Erst seit 2004 dürfen Fondsgesellschaften Währungsgeschäfte nicht nur zur Kurssicherung, sondern auch als eigenes Anlageprodukt anbieten. Bei den Fonds unterscheidet man aktive und passive. Aktiv heißt, dass ein Manager den Devisenfonds verwaltet. Er investiert in Geldmarktpapiere - das sind kurz laufende Anleihen - unterschiedlicher Währungen oder schließt Devisentermingeschäfte ab. Die passive Variante funktioniert über börsengehandelte Indexfonds, sogenannte Exchange Traded Funds (ETF). Hier profitiert der Anleger von der Entwicklung eines bestimmten Währungskorbs. ETFs kosten weniger Gebühren, können aber nicht auf überraschende Veränderungen reagieren. Auf dem deutschen Markt stehen rund 60 Devisenfonds zur Auswahl.

Aktien/Anleihen

Um indirekt von Währungseffekten zu profitieren, können Anleger auch Aktien oder Anleihen aus anderen Ländern kaufen. Neben möglichen Kursgewinnen winken Wechselkursgewinne, vorausgesetzt natürlich der Euro verliert zur jeweiligen Fremdwährung weiter an Wert.

Die größten Gewinner der Unruhen auf dem Devisenmarkt waren einmal mehr der Japanische Yen und der Schweizer Franken. "Das sind die traditionellen Fluchtwährungen", sagt der Händler. In der Folge fiel der Euro gegenüber der eidgenössischen Währung am Dienstag auf ein Rekordtief von 1,15 Franken, erholte sich am Mittwoch leicht auf 1,16 Franken. "Die Schweizer Währung ist derzeit überbewertet. Sollte sich die Krise entspannen, könnte der Euro auf 1,25 Franken steigen, verschärft sie sich, sind wir schnell bei 1,10 Franken", sagt Thomas Steinemann, Chefstratege bei der schweizerischen Bank Vontobel. Allerdings könnte die Schweizerische Nationalbank (SNB) versuchen, die heimische Währung künstlich zu schwächen. Während der Aufkauf von Euro im vergangenen Jahr wenig erfolgreich war und daher in naher Zukunft unwahrscheinlich ist, könnte die SNB andere, wertbeständigere Anlagen erwerben wie Aktien, Gold oder Immobilien, um die Geldmenge zu erhöhen und so einer Aufwertung entgegenzuwirken, sagt Steinemann.

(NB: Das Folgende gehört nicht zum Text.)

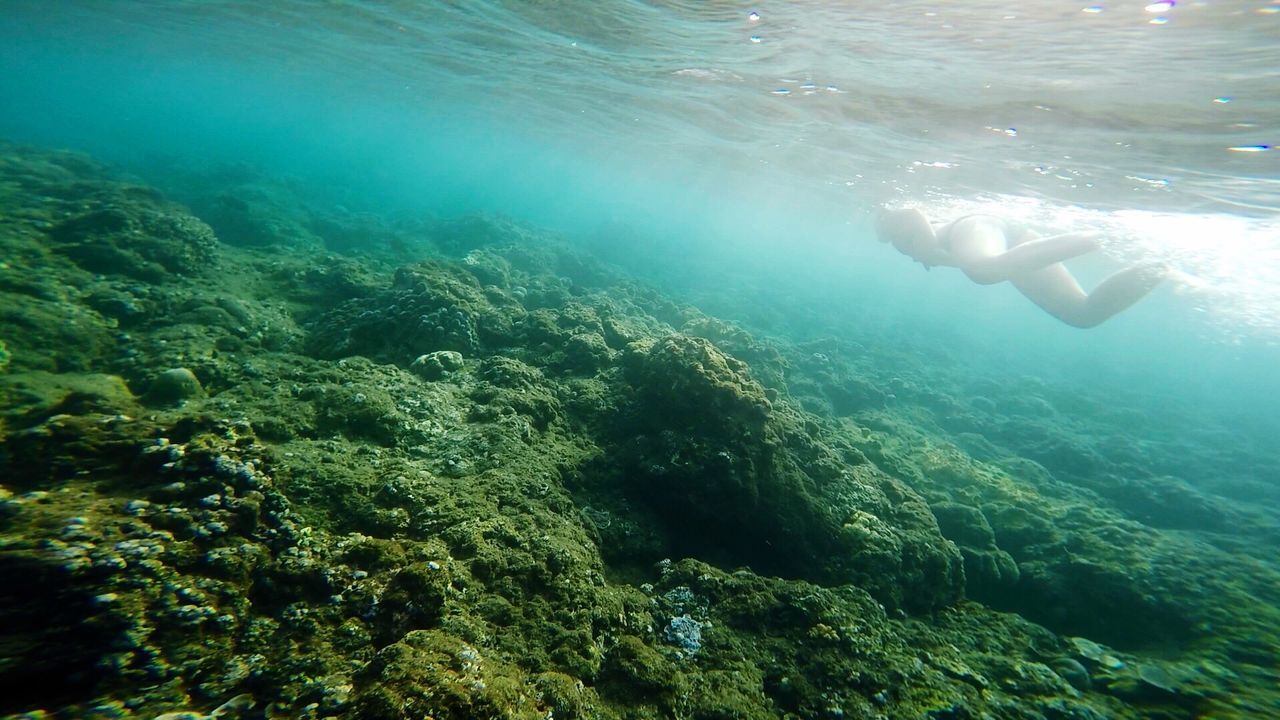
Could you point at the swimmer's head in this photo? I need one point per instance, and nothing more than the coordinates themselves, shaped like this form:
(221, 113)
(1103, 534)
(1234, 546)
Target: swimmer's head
(906, 228)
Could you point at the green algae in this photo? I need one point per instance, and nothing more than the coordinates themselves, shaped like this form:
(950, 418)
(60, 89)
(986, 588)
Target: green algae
(608, 505)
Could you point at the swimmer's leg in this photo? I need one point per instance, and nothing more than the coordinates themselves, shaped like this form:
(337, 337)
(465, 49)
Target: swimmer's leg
(1057, 292)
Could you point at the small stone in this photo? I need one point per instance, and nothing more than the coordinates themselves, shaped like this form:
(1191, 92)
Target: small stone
(435, 365)
(174, 387)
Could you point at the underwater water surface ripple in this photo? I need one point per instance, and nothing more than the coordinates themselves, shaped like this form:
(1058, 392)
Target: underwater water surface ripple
(1153, 122)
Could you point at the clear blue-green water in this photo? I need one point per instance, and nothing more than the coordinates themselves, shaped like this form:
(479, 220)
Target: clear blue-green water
(735, 154)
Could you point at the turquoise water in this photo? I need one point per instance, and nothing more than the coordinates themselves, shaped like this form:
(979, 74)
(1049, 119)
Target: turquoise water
(734, 155)
(666, 118)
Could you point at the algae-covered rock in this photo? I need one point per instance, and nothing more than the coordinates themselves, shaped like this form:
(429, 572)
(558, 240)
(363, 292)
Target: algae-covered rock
(174, 387)
(435, 365)
(132, 231)
(430, 674)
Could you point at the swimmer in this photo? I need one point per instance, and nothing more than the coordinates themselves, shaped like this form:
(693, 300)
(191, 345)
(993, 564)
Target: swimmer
(991, 250)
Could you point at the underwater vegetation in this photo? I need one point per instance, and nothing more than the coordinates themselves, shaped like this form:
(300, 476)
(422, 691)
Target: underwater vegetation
(268, 459)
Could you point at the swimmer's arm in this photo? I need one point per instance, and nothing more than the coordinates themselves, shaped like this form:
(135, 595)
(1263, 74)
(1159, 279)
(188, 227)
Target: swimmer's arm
(1029, 256)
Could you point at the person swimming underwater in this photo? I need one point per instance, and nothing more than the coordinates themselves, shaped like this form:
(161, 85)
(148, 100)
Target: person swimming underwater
(992, 250)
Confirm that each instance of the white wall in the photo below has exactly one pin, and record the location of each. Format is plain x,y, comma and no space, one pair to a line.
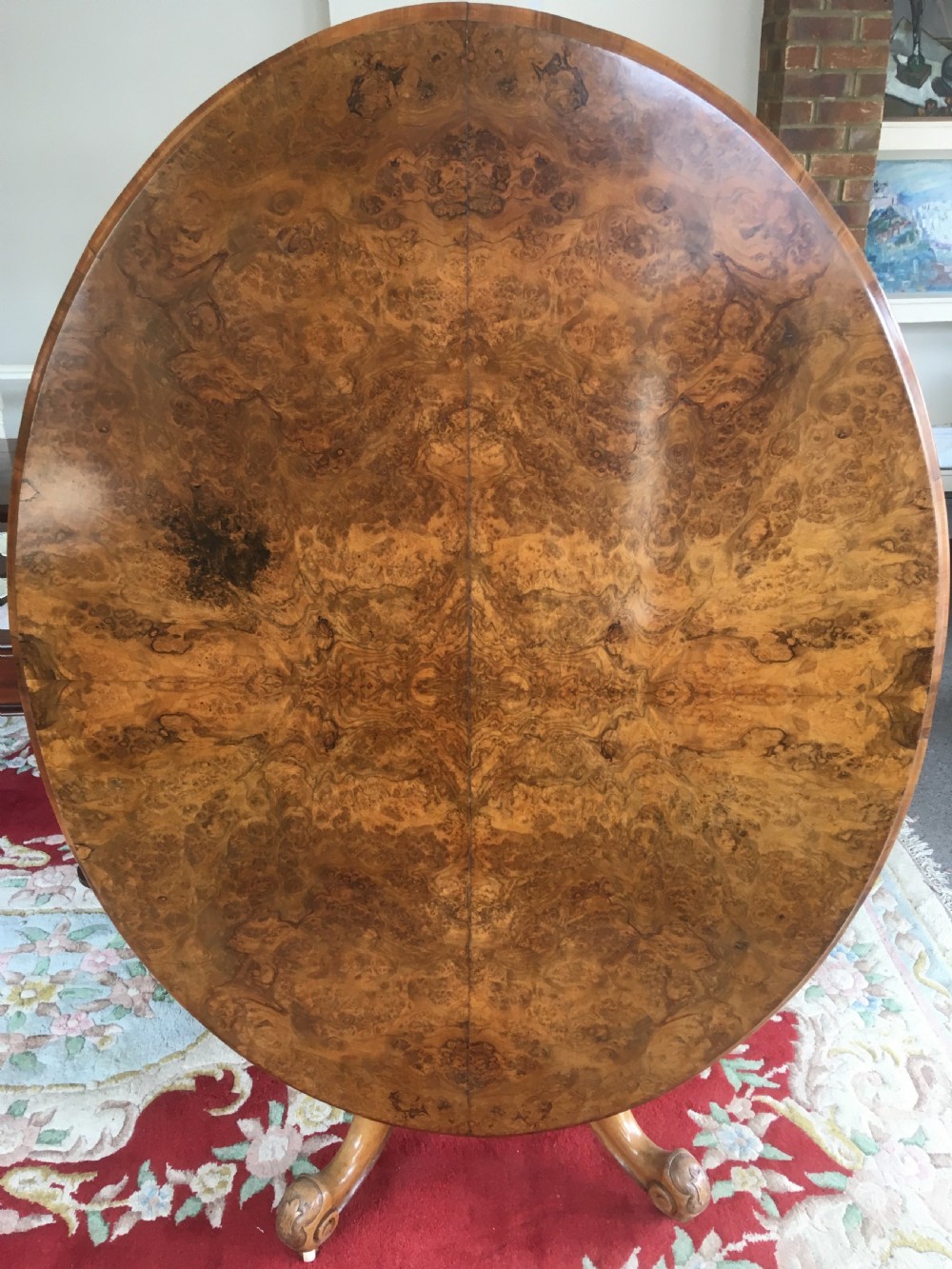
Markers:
719,39
931,349
87,92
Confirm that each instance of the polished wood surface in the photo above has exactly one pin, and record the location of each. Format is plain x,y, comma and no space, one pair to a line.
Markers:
478,572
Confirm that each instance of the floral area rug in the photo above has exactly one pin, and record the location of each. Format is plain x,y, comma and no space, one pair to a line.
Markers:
131,1136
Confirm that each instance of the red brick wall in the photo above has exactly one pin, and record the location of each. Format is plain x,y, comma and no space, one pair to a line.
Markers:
823,77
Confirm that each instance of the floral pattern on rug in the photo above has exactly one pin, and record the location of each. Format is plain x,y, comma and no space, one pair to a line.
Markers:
826,1135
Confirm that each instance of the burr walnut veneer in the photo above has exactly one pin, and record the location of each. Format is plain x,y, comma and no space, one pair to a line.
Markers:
478,574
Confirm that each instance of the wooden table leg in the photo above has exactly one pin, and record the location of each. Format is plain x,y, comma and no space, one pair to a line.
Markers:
676,1181
311,1207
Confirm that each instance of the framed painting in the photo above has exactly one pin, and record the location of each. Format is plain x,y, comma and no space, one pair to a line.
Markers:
920,77
909,237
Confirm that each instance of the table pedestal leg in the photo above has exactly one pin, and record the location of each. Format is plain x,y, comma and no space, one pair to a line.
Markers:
311,1207
676,1181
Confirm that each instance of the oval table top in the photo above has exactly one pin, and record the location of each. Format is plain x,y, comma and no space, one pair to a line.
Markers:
476,570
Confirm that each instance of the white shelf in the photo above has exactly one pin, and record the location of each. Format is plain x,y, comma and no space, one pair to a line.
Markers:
916,138
916,308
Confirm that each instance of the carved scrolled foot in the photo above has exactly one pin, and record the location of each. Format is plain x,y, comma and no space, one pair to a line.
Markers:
311,1207
674,1180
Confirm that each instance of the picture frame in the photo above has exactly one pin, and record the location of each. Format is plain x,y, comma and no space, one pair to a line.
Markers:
921,141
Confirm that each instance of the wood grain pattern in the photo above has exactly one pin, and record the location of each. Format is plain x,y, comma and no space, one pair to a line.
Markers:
478,570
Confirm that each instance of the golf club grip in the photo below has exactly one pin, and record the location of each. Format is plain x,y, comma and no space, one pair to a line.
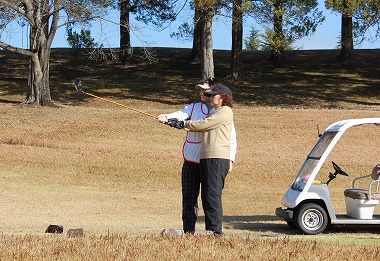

Eine allgemeine Euro-Schwäche sehen Analysten dagegen nicht. "Sieht man vom Schweizer Franken ab, hält sich die Währung erstaunlich gut", sagt Steinemann. Gegenüber dem US-Dollar und dem britischen Pfund konnte er in den letzten sechs Monaten etwa sechs Prozent zulegen. Auch der Hongkong-Dollar, und die klassischen Rohstoffwährungen südafrikanischer Rand und der kanadische Dollar hatten das Nachsehen. Die kurzzeitigen Verluste vom Wochenanfang grenzte der Euro gestern bereits wieder ein.